The Life and Death of Marina Abramovic
This past weekend marked the end of the Manchester International Festival, a biennial, artist-led event that has, in the past, played host to artists like Matthew Barney and Olafur Eliasson, among others. This year performance artist extraordinaire, Marina Abramović, took to the stage for a run of six theatrical performances of “The Life and Death of Marina Abramović.”
Directed by Robert Wilson and co-starring Willem Dafoe (who couldn’t be a more perfect choice for the part of the psycho-creep he seems to play, at least that’s what I made of his crazy pants-look in the YouTube teaser), Abramović’s play is biographical up until her imagined death, and includes some not-so-precious childhood memories, like the time she flung herself off of her parents’ bed in an attempt to break her nose so she could have it fixed to look like Brigitte Bardot’s. Instead, she cut her cheek and was scolded by her mother with a slap on the face. Abramović took on the role of her mother in the play, which sounds like an act of cathartic revenge straight from the psychiatrist’s couch.

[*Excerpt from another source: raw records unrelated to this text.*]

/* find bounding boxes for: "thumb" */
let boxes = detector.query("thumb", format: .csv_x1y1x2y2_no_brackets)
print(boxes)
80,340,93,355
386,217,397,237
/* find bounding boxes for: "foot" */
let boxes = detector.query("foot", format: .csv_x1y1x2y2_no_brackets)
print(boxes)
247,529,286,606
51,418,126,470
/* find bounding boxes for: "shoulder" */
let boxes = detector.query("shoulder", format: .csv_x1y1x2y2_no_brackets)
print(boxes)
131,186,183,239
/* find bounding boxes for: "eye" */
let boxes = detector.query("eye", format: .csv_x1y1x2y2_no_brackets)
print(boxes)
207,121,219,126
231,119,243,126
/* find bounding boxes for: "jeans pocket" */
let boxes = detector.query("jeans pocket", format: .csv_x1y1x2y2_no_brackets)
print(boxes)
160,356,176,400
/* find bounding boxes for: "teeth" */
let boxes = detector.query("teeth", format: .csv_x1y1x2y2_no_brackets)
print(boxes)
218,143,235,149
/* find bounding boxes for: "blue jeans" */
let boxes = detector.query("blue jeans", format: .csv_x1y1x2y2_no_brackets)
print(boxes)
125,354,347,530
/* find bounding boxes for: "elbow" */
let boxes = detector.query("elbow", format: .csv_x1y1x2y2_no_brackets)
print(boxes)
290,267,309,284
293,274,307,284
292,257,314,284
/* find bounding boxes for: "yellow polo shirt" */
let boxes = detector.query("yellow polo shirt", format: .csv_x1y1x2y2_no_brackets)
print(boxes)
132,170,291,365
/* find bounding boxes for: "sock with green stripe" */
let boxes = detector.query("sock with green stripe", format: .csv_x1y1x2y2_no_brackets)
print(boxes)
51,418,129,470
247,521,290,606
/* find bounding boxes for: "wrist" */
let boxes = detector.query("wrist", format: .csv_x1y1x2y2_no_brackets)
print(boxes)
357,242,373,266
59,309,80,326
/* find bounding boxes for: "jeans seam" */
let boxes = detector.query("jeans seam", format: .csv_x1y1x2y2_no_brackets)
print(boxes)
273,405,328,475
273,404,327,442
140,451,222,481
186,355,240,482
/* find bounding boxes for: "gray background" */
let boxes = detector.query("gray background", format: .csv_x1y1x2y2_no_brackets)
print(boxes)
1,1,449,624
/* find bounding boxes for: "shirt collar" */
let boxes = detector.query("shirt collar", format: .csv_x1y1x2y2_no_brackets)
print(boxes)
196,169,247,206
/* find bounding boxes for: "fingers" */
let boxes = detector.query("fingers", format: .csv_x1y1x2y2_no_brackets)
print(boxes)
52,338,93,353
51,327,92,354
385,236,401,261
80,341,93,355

Abramović said that she chose the context of a theatrical performance for this piece instead of her typical, intimate gallery space affairs because it gave her the necessary distance from her real life required for the project. That’s kind of a surprising comment from someone who has nearly suffocated in a five-pointed star filled with ignited gasoline and sliced up her belly with a razor blade – all in front of an audience. If any woman can be said to have balls, it’s Marina Abramović, yet it goes to show that some things are too personal, even for her.